Does 2 in 1 paint and primer work? About as well as 2-in-1 shampoo and conditioner
You know those all-in-one shampoos and conditioners that promise to be a body wash, hand soap, and hair tonic? The ones you see in health clubs and gym locker rooms that promise to leave you feeling clean and soft? Those 2-in-1 or even the 3-in-1s don’t work well because the ingredients are really working against each other. Shampoo is designed to remove excess oil from your hair. Conditioner puts it back in. A good body wash will remove some oils but leave natural ones. It doesn’t take a cosmetologist to know all these things are at odds in the same bottle. The kinds of engineering required to literally mix oil and water can’t be as good as the individual components on their own.
The same goes for 2-in-1 self-priming paint, the stuff that promises to adhere to anything in fewer coats all while making you breakfast and lowering your car insurance rates at the same time. It just can’t do all that, at least not well.
A separate primer gives you a better paint job when you need it
Like 2-in-1 shampoo+conditioners using chemicals you’d likely never experience in dedicated products, there’s a dirty secret to the paint and primer in one you buy at the hardware store: self-priming paint doesn’t contain much or any primer. It’s just thicker paint with more solids. These products are designed to glom onto a wall or surface with more visible paint. It’s designed to look good as a paint.
That’s not inherently bad. Apartment buildings and facilities with constantly re-painted walls (like a daycare facility where crayon marks are part of life, for example) can use these products and get by just fine. Paint and primer all-in-one also:
- Saves energy applying multiple coats, which can reduce costs in labor applying extra coats
- Are working in little-trafficked rooms, corridors, or in a house where you expect to repaint again sometime in the next 1-3 years (like if you’re expecting a baby)
The use case for all-in-one paint and primer is mostly anytime you’re painting one color of latex paint over a similar color and when you can assume or trust the wall was originally primed.
Pro tip: if you put a delicate adhesive like Scotch tape on a wall and the paint comes off when you remove it after a short while, that’s a sign your walls were not primed and just painted directly on the drywall.
Notes on tinted primer and when you must use a good bonding primer
You should always use a dedicated primer and high-quality, original paint when:
- Painting a porous surface like concrete or brick
- Top coating new drywall
- You’re trying to cover up cigarette smoke stains, water stains (be careful with mold issues), or a previously painted wall where the previous color is dramatically different in color
- Painting wood surfaces
- Working on exterior surfaces exposed to rain, the sun, or other elements
- Painting a floor, porch, patio, or metal surface
- Painting over an oil-paint job with modern latex paint
Primers help seal and close porous surface materials. You might save money in the short term buying the paint and primer in one, but you’re wasting time later as these wear easier on high-traffic areas or in places where the priming step was effectively “skipped”.
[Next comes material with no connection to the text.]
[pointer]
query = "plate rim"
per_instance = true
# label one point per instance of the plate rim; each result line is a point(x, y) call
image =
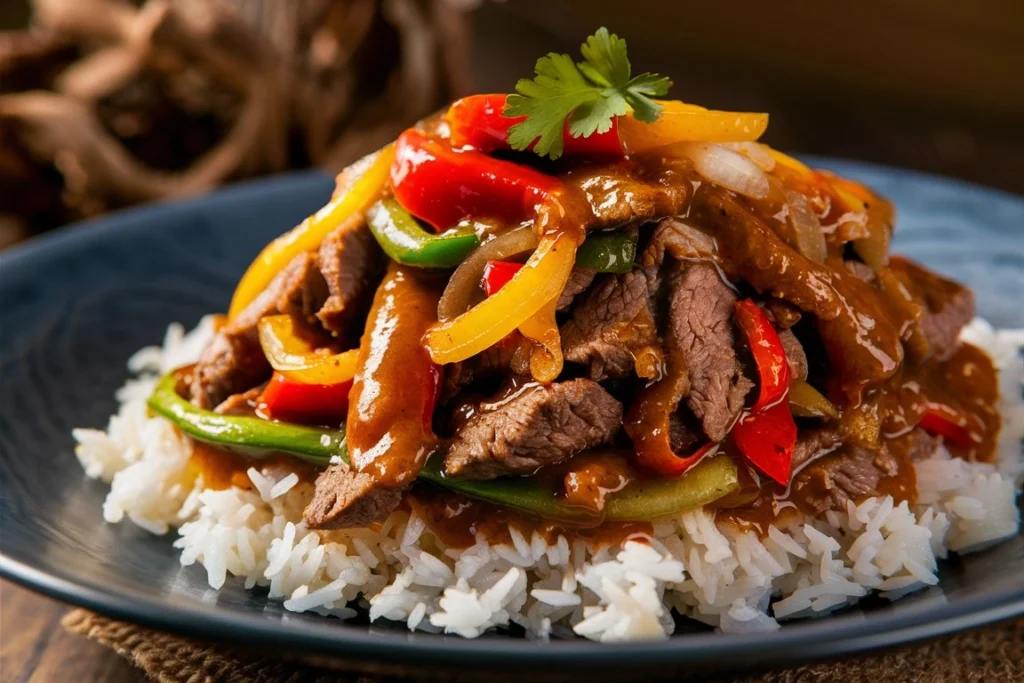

Priming separately with separate products designed to do one job and do it well will save time and money in the long run.
You may also want to consider tinted primer with certain vibrant paint colors. This specialty primer is designed to help some colors lay on a surface more vividly. For instance, red, orange, and other warm colors are more transparent than cooler colors. This is a result of the engineering in the paint and the wavelength warm colors operate at in the visible spectrum to our eyes.
Using a gray-tinted primer can help some colors appear more vivid since the paint will eventually seep into the primer, and red-on-white looks pinker than red-on-gray. This means you’ll likely only need two coats instead of 3 on the wall, too.
A high-quality paint job is a sign of craftsmanship we take seriously
Paints come in a lot of options, but like your hair stylist who probably never uses the all-in-one shampoo and conditioners in their hair because they know better, professional painters never use all-in-one paint and primer on a personal project in their home.
Though there are times when a 2-in-1 paint and primer can work, like indoors and in places where you’re likely going to repaint again anyway (like in a rental), homeowners who want a long-lasting paint job and those working with outdoor, exposed, or raw surfaces should use a separate primer and regular paint that matches the sheen they need for the job.
Treat your walls like you treat your hair and your body: with some respect, care, and attention to detail. All of us here at Woodiwiss Painting won’t wash your hair, but we will ensure every step of the painting process at your home is done with craftsmanship and high-quality paint designed to give you as much as 7-10 years of durable, high-quality color.